Despite the volatility abroad, Uganda’s top-grade Bugisu AA Arabica—grown on the slopes of Mt. Elgon maintained a firm price. The report placed the indicative export price for Bugisu AA at 392.45 US cents per pound, equivalent to 30,152 Ugandan shillings per kilogramme. This consistency reflects a resilient market driven by long-term contracts, traceable supply chains, and a stable premium based on quality rather than speculation.

According to the ministry’s analysis, certified Bugisu AA farmers continue to attract reliable demand from specialty coffee buyers who value Uganda’s traceable, high-altitude beans for their distinct flavor profile. “Uganda’s Arabica market is demonstrating structural stability,” the report noted. “Local prices are underpinned by quality consistency rather than short-term global fluctuations.”

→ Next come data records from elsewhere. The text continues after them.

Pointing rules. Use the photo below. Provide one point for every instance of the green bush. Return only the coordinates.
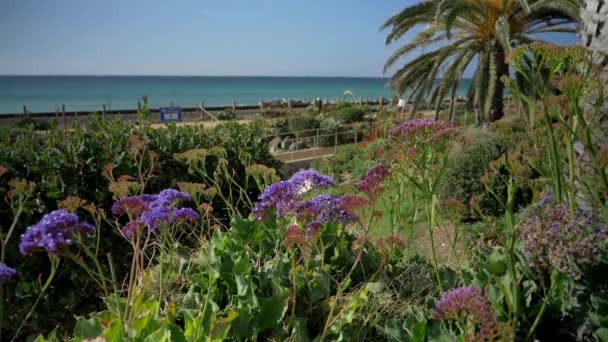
(462, 179)
(349, 114)
(303, 123)
(226, 115)
(327, 130)
(349, 162)
(64, 164)
(273, 113)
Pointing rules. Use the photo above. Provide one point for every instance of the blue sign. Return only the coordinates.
(171, 114)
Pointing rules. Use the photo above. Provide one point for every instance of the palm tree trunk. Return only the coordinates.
(497, 110)
(453, 102)
(414, 110)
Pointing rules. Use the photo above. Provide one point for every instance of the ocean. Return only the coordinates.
(89, 93)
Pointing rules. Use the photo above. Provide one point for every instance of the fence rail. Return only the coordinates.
(318, 143)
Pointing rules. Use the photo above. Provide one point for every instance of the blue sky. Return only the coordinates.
(195, 37)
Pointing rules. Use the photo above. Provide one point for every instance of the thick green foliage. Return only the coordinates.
(349, 162)
(226, 115)
(303, 123)
(350, 113)
(462, 179)
(71, 164)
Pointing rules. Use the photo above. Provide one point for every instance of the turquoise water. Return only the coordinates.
(89, 93)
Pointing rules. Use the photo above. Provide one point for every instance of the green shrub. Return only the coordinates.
(327, 130)
(349, 162)
(273, 113)
(64, 164)
(226, 115)
(462, 179)
(303, 123)
(349, 114)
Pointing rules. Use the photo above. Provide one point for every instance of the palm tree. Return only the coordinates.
(594, 30)
(458, 32)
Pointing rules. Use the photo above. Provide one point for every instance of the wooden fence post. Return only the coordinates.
(336, 142)
(63, 118)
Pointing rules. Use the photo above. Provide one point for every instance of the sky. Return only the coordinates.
(196, 37)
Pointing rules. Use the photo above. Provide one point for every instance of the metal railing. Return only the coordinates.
(317, 143)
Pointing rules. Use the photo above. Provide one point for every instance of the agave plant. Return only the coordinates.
(459, 32)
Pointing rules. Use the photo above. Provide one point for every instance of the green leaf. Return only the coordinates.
(602, 334)
(222, 326)
(299, 333)
(273, 308)
(88, 328)
(320, 287)
(419, 332)
(394, 331)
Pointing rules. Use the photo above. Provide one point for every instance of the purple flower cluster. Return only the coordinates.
(434, 130)
(54, 232)
(154, 211)
(304, 181)
(7, 274)
(551, 238)
(322, 209)
(469, 305)
(372, 182)
(285, 196)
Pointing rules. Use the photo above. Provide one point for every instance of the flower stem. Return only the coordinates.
(54, 266)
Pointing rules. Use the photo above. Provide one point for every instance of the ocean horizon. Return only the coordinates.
(46, 93)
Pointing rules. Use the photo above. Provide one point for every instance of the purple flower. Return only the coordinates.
(173, 197)
(285, 196)
(551, 238)
(154, 211)
(54, 232)
(185, 215)
(372, 182)
(429, 127)
(156, 216)
(131, 228)
(322, 209)
(281, 196)
(7, 274)
(469, 305)
(304, 181)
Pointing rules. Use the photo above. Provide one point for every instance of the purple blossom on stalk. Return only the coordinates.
(54, 232)
(322, 209)
(7, 274)
(172, 197)
(156, 216)
(551, 238)
(185, 215)
(284, 196)
(372, 182)
(436, 129)
(304, 181)
(131, 228)
(154, 211)
(281, 196)
(469, 305)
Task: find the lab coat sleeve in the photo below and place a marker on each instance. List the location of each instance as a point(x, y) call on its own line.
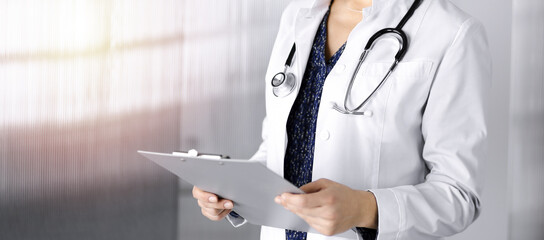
point(454, 133)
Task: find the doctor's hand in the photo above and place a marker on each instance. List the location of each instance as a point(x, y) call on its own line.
point(332, 208)
point(212, 207)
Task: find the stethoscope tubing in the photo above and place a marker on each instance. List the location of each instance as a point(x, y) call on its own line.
point(397, 32)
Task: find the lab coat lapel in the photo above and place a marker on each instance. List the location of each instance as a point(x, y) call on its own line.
point(306, 23)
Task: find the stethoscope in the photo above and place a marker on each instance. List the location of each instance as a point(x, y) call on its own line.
point(283, 83)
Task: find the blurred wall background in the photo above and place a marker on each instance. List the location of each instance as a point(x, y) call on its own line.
point(84, 84)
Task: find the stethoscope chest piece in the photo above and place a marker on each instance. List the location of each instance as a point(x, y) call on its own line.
point(283, 84)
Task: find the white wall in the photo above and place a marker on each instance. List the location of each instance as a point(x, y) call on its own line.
point(497, 17)
point(526, 152)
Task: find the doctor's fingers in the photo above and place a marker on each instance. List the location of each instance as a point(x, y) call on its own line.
point(316, 186)
point(308, 200)
point(324, 226)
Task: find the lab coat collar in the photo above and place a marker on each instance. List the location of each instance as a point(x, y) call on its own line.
point(318, 5)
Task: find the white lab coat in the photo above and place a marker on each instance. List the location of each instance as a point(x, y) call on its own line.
point(419, 147)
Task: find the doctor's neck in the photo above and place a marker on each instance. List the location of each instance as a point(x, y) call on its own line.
point(355, 5)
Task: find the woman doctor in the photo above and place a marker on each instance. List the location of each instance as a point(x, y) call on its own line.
point(405, 165)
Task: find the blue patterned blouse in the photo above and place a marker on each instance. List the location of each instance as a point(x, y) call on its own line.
point(301, 124)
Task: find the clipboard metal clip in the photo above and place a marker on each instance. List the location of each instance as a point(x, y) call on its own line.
point(195, 153)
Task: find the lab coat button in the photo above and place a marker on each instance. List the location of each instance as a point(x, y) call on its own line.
point(340, 68)
point(324, 135)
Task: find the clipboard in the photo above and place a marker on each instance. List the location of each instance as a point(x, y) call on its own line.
point(249, 184)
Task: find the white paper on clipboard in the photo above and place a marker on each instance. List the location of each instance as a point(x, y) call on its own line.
point(249, 184)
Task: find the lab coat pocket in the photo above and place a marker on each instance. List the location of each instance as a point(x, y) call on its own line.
point(367, 81)
point(410, 84)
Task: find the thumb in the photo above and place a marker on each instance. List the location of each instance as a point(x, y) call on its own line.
point(315, 186)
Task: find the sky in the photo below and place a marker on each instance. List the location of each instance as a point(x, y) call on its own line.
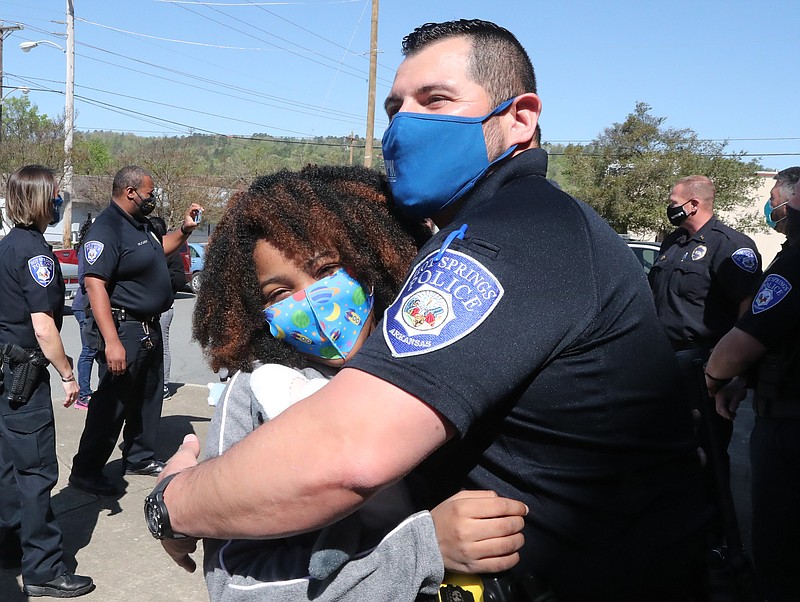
point(723, 68)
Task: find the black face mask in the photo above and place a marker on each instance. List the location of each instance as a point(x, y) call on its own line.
point(792, 224)
point(56, 216)
point(677, 215)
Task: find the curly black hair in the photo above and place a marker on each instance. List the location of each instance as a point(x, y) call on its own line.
point(318, 209)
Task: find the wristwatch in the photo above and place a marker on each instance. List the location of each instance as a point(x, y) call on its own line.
point(156, 514)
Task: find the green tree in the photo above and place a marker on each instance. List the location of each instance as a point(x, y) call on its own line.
point(92, 156)
point(627, 173)
point(29, 136)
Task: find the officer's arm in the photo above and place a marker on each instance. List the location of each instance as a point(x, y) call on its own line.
point(315, 463)
point(50, 343)
point(173, 240)
point(736, 352)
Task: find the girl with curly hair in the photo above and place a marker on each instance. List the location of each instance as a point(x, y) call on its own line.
point(296, 274)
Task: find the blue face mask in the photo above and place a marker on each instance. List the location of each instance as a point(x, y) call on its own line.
point(56, 216)
point(768, 211)
point(432, 160)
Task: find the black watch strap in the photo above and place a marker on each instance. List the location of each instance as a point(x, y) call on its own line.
point(156, 514)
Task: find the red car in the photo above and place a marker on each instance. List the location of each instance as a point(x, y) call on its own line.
point(68, 258)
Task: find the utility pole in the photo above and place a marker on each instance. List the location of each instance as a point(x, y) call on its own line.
point(373, 68)
point(5, 31)
point(352, 140)
point(69, 125)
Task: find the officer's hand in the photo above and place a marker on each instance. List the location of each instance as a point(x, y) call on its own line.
point(479, 532)
point(729, 397)
point(185, 457)
point(116, 358)
point(71, 390)
point(189, 223)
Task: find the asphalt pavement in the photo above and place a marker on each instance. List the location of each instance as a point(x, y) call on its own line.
point(106, 537)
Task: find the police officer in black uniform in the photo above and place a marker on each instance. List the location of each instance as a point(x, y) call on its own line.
point(551, 377)
point(702, 281)
point(767, 338)
point(127, 286)
point(30, 320)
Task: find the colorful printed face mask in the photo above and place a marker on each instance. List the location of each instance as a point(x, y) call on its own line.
point(323, 320)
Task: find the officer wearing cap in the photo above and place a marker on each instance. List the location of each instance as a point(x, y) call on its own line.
point(128, 286)
point(765, 346)
point(30, 320)
point(702, 281)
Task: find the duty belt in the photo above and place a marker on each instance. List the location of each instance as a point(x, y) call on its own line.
point(122, 314)
point(777, 408)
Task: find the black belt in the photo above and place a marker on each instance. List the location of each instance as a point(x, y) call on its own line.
point(687, 345)
point(777, 408)
point(123, 314)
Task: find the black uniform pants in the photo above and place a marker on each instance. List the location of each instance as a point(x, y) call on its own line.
point(713, 434)
point(133, 399)
point(28, 473)
point(775, 465)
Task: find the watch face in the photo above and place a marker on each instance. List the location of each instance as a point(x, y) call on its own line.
point(152, 516)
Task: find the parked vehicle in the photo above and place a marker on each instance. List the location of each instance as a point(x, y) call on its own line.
point(68, 258)
point(646, 252)
point(187, 262)
point(197, 254)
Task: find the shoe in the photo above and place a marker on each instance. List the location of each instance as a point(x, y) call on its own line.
point(151, 470)
point(65, 586)
point(97, 486)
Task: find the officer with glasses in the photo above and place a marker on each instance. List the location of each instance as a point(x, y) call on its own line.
point(128, 286)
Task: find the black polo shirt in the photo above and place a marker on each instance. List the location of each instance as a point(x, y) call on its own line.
point(30, 278)
point(128, 255)
point(774, 316)
point(536, 337)
point(700, 281)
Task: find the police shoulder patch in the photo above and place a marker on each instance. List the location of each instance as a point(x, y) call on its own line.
point(92, 250)
point(772, 291)
point(746, 259)
point(440, 303)
point(699, 252)
point(42, 268)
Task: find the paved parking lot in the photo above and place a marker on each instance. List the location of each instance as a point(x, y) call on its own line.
point(107, 539)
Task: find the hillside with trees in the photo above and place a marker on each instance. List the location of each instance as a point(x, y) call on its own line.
point(626, 173)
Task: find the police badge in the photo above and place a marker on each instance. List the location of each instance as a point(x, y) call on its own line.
point(42, 269)
point(92, 250)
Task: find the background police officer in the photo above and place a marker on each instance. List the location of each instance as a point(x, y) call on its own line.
point(767, 337)
point(779, 196)
point(702, 281)
point(30, 318)
point(128, 286)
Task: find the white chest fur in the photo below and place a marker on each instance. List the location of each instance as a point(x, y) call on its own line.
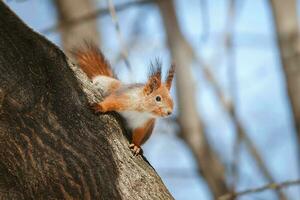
point(136, 119)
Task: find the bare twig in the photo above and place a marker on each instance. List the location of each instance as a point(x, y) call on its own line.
point(97, 13)
point(115, 20)
point(228, 106)
point(205, 19)
point(271, 186)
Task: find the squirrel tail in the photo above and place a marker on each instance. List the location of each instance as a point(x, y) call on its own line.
point(92, 61)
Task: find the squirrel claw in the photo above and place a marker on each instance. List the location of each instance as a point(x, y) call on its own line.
point(136, 150)
point(96, 107)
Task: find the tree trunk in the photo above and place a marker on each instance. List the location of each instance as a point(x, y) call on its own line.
point(51, 145)
point(286, 23)
point(192, 129)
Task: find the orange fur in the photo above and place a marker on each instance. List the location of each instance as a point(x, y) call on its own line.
point(170, 76)
point(139, 104)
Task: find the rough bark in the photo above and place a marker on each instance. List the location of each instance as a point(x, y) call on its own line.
point(51, 145)
point(193, 134)
point(286, 23)
point(72, 10)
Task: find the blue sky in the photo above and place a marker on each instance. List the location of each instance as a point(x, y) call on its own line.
point(263, 105)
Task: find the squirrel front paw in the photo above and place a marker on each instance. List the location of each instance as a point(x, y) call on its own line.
point(136, 150)
point(97, 107)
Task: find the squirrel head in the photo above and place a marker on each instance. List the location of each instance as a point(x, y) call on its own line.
point(157, 93)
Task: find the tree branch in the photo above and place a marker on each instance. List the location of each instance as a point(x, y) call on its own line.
point(271, 186)
point(93, 15)
point(51, 145)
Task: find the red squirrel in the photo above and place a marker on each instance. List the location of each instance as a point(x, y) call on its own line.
point(139, 104)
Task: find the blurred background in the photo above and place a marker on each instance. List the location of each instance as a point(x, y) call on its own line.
point(236, 124)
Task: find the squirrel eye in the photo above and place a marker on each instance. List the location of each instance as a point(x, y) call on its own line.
point(158, 98)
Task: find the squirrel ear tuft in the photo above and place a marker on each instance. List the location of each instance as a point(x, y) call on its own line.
point(152, 85)
point(170, 76)
point(154, 80)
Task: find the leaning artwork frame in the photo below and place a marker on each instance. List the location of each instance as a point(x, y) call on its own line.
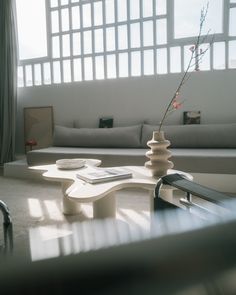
point(191, 117)
point(38, 126)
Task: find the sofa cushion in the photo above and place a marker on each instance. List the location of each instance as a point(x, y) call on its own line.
point(195, 136)
point(118, 137)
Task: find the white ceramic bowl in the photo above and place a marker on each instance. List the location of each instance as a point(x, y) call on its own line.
point(70, 163)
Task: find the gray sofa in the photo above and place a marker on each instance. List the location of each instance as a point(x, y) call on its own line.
point(195, 148)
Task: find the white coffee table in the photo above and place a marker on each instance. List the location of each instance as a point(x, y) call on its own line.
point(102, 195)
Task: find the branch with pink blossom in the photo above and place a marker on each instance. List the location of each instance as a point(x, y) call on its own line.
point(196, 57)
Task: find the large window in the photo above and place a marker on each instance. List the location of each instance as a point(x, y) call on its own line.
point(106, 39)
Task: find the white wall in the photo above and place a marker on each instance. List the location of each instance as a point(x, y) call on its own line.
point(133, 100)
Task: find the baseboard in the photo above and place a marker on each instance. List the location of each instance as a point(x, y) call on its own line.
point(19, 169)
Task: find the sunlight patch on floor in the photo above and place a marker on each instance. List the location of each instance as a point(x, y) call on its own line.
point(35, 208)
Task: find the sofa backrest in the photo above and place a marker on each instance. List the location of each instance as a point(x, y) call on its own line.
point(117, 137)
point(195, 135)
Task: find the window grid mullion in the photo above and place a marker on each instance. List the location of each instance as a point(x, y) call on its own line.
point(61, 45)
point(82, 42)
point(93, 40)
point(104, 38)
point(71, 43)
point(116, 38)
point(154, 37)
point(129, 40)
point(141, 37)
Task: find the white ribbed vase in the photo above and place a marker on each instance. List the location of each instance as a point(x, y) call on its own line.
point(158, 155)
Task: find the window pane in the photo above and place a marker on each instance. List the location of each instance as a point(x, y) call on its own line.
point(111, 66)
point(147, 8)
point(134, 9)
point(160, 7)
point(56, 72)
point(187, 17)
point(97, 13)
point(148, 33)
point(37, 74)
point(122, 37)
point(219, 55)
point(161, 61)
point(88, 68)
point(232, 22)
point(77, 69)
point(161, 31)
point(55, 21)
point(99, 67)
point(175, 59)
point(65, 19)
point(135, 63)
point(28, 75)
point(76, 44)
point(232, 54)
point(123, 65)
point(20, 73)
point(187, 57)
point(32, 33)
point(98, 40)
point(47, 73)
point(75, 17)
point(148, 67)
point(122, 10)
point(87, 42)
point(54, 3)
point(87, 15)
point(110, 11)
point(135, 35)
point(66, 71)
point(204, 64)
point(55, 47)
point(110, 39)
point(66, 45)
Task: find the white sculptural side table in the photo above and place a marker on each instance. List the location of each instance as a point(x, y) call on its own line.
point(102, 195)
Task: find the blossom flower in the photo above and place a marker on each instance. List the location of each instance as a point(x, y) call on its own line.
point(197, 54)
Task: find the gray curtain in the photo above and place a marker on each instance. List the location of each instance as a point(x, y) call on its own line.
point(8, 79)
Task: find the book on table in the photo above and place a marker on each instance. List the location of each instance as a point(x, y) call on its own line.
point(96, 175)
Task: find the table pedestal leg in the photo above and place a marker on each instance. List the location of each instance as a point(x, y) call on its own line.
point(105, 207)
point(69, 207)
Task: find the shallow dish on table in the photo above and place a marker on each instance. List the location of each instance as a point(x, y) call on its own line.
point(70, 163)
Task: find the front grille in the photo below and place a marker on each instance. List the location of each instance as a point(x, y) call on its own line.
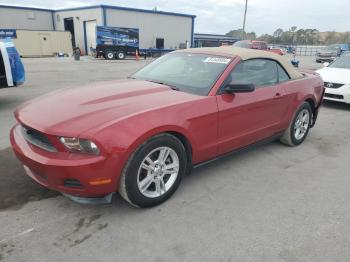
point(334, 96)
point(38, 139)
point(332, 85)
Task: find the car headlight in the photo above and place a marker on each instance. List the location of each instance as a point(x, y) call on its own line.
point(79, 145)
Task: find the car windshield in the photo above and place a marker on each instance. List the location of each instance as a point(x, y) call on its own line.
point(342, 62)
point(244, 44)
point(191, 73)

While Arabica gained globally, Robusta coffee prices recorded declines, muting overall market enthusiasm. The London Robusta futures for November dropped by US$ 62 to close at US$ 4,552 per tonne, reflecting different supply dynamics in the lower-grade bean market and pressure from Southeast Asian exports.

Meanwhile, the Ugandan shilling’s exchange rate, reported at 1 US$ = Shs 3,835, provided some support for exporters. The stronger dollar earnings translated into higher returns in local currency, helping maintain profitable margins for farmers and exporters even as Robusta prices softened.

The ministry concluded that while global coffee markets remain vulnerable to weather shocks and speculative swings, Uganda’s focus on quality control, traceability, and farmer training continues to safeguard its position in the premium Arabica segment. By maintaining these standards, the country’s producers are able to command stable prices and weather international volatility.

“By maintaining strict quality standards, Uganda has secured a reliable premium for its high-value Arabica,” the report stated. “This strategy ensures profitability for farmers even when global markets fluctuate.”

Uganda’s coffee industry, anchored by the Bugisu AA brand, is proving that stability built on quality can be just as valuable as a price rally and far more sustainable in the long run.